Donald Trump

There Are Literally No Words for Trump

The first president I remember clearly is Ronald Reagan. And what I remember is that he was a crook and a liar and a heartless bastard.

I’m not sure who told me this. I probably overheard it from friends of my parents during routine political discussions. But no matter where I heard it, I spent many years certain that Reagan was one of the worst things to ever happen to America.

At least until the Gingrich revolution, which, of course, was going to end civilization. Although, wait, no, the buffoon George W. Bush was the real apocalyptic threat. He was evil. He was Hitler. He was going to stage a coup and claim a third term with the help of his four horseman: Cheney, Haliburton, Diebold and Rove.
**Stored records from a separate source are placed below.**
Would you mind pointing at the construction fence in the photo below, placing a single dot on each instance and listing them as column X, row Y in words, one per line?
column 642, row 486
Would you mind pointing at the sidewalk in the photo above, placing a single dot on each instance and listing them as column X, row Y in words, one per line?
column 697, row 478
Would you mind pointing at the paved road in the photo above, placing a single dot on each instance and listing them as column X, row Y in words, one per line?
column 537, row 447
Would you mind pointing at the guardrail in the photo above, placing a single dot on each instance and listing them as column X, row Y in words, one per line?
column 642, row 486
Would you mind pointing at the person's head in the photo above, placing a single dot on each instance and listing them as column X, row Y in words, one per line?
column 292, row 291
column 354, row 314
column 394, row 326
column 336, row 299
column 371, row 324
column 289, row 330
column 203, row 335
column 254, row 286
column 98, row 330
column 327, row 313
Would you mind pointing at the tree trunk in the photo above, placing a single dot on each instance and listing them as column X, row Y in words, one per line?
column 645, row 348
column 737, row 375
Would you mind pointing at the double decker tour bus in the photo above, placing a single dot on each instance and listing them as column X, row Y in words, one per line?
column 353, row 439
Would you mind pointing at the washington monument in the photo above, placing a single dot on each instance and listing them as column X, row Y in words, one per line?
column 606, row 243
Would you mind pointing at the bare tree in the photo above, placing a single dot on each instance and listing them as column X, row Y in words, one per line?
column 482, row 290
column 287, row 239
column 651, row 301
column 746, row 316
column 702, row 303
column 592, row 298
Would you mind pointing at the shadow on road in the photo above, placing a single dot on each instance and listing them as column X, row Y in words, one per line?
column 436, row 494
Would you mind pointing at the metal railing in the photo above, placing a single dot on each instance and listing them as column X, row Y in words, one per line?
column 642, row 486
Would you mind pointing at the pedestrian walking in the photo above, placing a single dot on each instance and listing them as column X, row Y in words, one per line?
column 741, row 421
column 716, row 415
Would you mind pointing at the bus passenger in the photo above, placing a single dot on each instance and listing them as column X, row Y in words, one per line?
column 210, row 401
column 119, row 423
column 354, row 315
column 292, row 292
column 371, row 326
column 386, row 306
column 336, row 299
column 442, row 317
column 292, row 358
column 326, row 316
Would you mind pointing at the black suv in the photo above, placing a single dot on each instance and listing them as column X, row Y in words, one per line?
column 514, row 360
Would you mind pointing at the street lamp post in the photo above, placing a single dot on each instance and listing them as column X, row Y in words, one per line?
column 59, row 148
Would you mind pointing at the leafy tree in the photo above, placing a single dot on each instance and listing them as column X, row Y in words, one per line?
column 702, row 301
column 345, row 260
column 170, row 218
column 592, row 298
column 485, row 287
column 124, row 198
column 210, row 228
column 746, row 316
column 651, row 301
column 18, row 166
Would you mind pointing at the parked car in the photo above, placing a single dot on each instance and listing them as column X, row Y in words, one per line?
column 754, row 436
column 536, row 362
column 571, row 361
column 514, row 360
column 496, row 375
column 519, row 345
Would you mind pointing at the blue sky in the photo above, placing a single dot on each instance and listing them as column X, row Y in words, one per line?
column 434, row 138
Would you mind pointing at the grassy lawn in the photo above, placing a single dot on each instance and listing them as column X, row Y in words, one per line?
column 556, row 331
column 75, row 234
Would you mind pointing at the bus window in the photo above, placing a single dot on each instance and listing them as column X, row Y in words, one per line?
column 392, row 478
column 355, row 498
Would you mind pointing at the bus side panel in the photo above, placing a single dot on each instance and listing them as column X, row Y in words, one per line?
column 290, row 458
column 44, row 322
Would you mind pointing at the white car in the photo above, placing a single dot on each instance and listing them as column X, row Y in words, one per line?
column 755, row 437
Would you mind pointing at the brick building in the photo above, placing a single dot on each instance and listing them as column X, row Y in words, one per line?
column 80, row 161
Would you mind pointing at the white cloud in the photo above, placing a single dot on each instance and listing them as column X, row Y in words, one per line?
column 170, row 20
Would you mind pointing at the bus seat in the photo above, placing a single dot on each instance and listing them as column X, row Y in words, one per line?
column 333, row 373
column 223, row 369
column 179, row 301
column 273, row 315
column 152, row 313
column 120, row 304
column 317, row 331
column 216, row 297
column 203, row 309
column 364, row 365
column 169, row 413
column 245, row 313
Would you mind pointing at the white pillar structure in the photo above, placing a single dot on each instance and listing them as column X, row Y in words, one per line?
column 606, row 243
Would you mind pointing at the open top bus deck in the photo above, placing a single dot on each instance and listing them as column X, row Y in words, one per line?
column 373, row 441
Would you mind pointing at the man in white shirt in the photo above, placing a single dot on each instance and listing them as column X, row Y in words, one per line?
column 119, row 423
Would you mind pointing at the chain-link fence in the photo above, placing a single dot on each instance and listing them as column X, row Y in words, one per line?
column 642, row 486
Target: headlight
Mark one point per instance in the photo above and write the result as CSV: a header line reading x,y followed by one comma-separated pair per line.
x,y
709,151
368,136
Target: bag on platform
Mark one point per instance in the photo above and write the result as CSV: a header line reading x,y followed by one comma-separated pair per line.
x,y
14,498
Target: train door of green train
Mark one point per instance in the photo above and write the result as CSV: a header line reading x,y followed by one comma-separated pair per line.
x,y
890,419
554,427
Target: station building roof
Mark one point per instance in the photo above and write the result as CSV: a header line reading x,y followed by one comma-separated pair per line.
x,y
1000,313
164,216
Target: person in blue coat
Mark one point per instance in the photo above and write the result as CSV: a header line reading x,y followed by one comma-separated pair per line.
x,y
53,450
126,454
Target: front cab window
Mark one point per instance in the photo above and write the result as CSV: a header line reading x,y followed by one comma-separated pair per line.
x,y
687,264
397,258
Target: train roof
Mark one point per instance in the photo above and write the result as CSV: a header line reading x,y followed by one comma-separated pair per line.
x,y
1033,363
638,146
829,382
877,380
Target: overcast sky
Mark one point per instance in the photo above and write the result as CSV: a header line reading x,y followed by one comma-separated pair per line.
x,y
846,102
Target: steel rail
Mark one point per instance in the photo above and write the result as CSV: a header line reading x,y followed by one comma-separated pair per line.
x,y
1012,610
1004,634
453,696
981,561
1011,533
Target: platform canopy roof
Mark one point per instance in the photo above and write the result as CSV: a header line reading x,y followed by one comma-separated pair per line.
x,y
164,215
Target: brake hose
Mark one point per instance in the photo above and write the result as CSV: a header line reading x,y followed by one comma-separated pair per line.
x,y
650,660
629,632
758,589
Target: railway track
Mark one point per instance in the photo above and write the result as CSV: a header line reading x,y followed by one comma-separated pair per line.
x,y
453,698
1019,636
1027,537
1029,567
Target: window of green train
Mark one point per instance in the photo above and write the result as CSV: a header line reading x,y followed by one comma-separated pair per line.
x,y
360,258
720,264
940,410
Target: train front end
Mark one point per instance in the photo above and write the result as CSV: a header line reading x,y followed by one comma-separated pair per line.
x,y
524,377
No, wait, no, there’s worse. The Tea Party is ripping apart the very fabric of the universe, shredding the laws of physics so the Koch Brothers can build thrones out of the bones of the 99% and force-feed the survivors Monsanto until their souls dissolve into piles of collateralized debt obligations.

Okay, I may have gotten carried away in describing the exact nature of the criticisms. But it is true that, for as long as I can remember (and I’m middle-aged, mind you), the opposition has been a grave enemy and something to fear, and often hate.

The exact same dynamics have, of course, been at play on the right for just as long. A peek into the way many conservatives speak about Obama will reveal a shit-stream of fear and hate roiling with such frequent comparisons to Hitler that the slur has become weightless, part of the miasma.

You can even see this rush-to-demonize happening in intra-party contests. A small but vocal percentage of Bernie Sanders supporters spend countless hours online portraying Hillary Clinton as some form of corporate-powered Kaiju beating the poor with bags of Goldman Sachs money. Meanwhile, hard-line conservatives are regularly portrayed by their harder-line Tea Party opponents as traitors to cause and country.

Over the last few decades, we have become increasingly incapable of reasonably criticizing the failings of our opponents, or appropriately defining the stakes in front of us. Every opponent is the WORST human being to ever live. Every election is the difference between American ascendancy and the End Times.

That’s not to say important things haven’t been at stake or that certain leaders haven’t been less than beneficial for the country. But it is to say: we’ve wasted all our words.

Now we have no way to describe the force that is Donald Trump.

Both sides have exhausted our language in an attempt to portray the other side as evil. Now our vocabulary is bare, our metaphors exhausted, our dire warnings dead on the road. There is nothing we can say about Donald Trump that hasn’t been said about far lesser threats. And that means there’s nothing we can say that will make his supporters pause and reconsider. Why would they pause at warnings they’ve heard all of their lives about every other politician?

Trump is an existential threat to the character of our nation. He has no respect for the dignity of the office he’s running for and no interest in protecting the Constitution or following international law. And by allowing the space for white-supremacists to move freely within his movement, he is giving power to a dangerous element that threatens the well-being and lives of millions of our citizens.

He riles up fear and hate in a way that is truly comparable to Hitler. And yet that analogy is useless. It won’t convince a single Trump follower to reassess because we’ve rendered the analogy meaningless. Indeed, everything I said is meaningless to anyone who is predisposed to support Trump. It’s all been said before, and said louder, and said with more rancor and spit.

When we overuse our words, we choke out our ability to speak truth. For the first time in my life, there is a real monster rising within our political system. But we’ve already named a thousand lesser threats monstrous. What do we call Trump? How do we find words that hold any meaning? Where are the words that will stop him?